Science for Peace: Susi Snyder

December 11, 2018

Il 15 novembre nell’aula Magna dell’università Luigi Bocconi di Milano si è tenuta l’annuale conferenza Science For Peace, iniziativa nata nel 2009 su idea di Umberto Veronesi allo scopo di sottolineare che la scienza può e deve contribuire con azioni concrete al raggiungimento della pace. Il tema dell’anno è stato “Disuguaglianze globali”, argomento sempre più scottante in un mondo dove il divario tra ricchi e poveri aumenta costantemente, e dove istruzione e sanità sono delle garanzie solo se si ha avuto la fortuna di nascere nella parte privilegiata del mondo.  Gli interventi dei relatori, scelti tra luminari nel campo della ricerca medica, eminenti sociologi ed attivisti per i diritti umani hanno fornito agli ascoltatori insights preoccupanti e numerosi spunti di riflessioni sulle attuali condizioni in cui versano le maggior parte delle società su questo pianeta.

Uno degli interventi più toccanti, forse meno tecnico di altri ma incredibilmente avvincente, è stato quello di Susi Snyder, presidentessa dell’ICAN (International Campaign to Abolish Nuclear Weapons) e Premio Nobel per la Pace 2017 per la sua lotta all’utilizzo e al finanziamento di armi nucleari. Il messaggio di pace e l’appello a fare qualcosa, ognuno nel proprio piccolo, che la Snyder ha rivolto è stato accolto con scrosci di applausi e solenni promesse di impegno attivo da parte dei presenti.

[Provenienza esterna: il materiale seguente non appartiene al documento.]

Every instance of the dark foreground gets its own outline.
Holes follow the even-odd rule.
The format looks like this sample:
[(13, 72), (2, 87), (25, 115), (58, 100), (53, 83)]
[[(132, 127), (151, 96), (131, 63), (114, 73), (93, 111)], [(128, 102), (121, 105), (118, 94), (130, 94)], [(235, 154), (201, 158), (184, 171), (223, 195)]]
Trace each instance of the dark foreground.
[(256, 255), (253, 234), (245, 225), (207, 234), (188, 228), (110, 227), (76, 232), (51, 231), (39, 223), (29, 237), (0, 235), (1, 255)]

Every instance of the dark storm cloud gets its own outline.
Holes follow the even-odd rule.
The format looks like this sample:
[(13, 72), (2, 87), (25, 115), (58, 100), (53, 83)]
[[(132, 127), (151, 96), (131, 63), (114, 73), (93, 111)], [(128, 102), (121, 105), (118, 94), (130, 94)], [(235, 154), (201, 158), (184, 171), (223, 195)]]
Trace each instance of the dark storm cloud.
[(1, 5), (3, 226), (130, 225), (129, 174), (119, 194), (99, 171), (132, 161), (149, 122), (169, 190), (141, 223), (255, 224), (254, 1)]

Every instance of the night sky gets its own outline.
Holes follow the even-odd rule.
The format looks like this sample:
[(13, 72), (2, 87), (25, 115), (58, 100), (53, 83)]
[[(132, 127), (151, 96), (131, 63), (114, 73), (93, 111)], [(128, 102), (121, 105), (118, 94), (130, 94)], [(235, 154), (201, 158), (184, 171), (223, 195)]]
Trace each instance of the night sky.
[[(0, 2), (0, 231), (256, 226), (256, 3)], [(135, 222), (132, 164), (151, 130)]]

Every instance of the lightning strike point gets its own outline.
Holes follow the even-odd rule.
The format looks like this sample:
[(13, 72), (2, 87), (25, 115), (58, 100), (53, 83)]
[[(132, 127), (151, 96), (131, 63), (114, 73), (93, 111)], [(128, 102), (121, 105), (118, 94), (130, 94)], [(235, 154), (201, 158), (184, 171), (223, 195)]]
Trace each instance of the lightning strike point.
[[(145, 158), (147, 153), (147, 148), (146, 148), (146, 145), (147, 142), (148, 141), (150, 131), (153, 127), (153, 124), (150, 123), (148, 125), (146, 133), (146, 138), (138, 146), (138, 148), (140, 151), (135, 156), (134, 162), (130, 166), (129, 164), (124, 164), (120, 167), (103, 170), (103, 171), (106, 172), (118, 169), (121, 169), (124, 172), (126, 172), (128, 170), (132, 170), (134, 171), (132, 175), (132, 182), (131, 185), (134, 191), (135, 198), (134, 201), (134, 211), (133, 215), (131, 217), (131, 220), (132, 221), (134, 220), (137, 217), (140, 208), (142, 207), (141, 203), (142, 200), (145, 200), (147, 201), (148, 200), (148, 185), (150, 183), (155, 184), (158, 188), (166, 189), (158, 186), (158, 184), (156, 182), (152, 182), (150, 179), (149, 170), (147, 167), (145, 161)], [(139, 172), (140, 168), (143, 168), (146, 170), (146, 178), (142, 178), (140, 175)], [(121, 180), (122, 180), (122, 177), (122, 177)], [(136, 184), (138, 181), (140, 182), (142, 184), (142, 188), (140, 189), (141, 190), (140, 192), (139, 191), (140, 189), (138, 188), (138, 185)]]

Al termine dell’intervento io ed altri studenti abbiamo avuto la possibilità e la fortuna di incontrare la Snyder per una breve intervista, e sono rimasto estremamente colpito dalla sua disponibilità e dal calore umano che sa trasmettere anche a noi ragazzi, oltre che dalla sua straordinaria capacità comunicativa e dalle sue indubbie competenze tecniche. Parlare con il vincitore di un premio Nobel non è una cosa che capita tutti i giorni, ed eravamo tutti estremamente emozionati. Nonostante ciò la Snyder è riuscita a metterci a nostro agio, ed ha risposto alle nostre domande, dedicando attenzione in particolar modo alle sfide che l’ICAN e tutti coloro che si battono per lo stop agli armamenti nucleari sono chiamati a sostenere ogni giorno e a come sia di fondamentale importanza che si organizzino campagne di informazione e di sensibilizzazione sul tema.

Ordigni in grado di sprigionare una potenza immensa, tale da radere al suolo intere città e di contaminare l’ambiente circostante per decenni, non possono essere considerati strumenti necessari per il mantenimento della pace e per la prevenzione dello scoppio di ulteriori conflitti. Tuttavia, sin dalle prime fasi del progetto Manhattan -ci ricorda la Snyder- le armi atomiche sono state presentate come le armi “per abolire tutte le guerre” convincendo lentamente le persone della loro utilità. Ciò ha fatto sì che al momento attuale la maggioranza dei cittadini di paesi che ospitano nel loro territorio degli ordigni nucleari sia favorevole alla loro presenza e non voglia muoversi per contribuire in qualche modo a campagne di disarmo.

È quindi quanto mai fondamentale riuscire a fare breccia nella coscienza delle persone, facendo loro capire l’importanza di smantellare una volta per tutte le armi nucleari presenti sul nostro suolo, al fine di scongiurare l’improbabile, ma pur sempre reale e possibile pericolo di un incidente o di un conflitto che potrebbe lasciare orfani migliaia e migliaia di giovani.

Per questo aiutate l’ICAN. Per questo aiutate tutte le realtà che stanno dicendo no alle armi nucleari. Per questo aiutate chi, come noi, ci crede.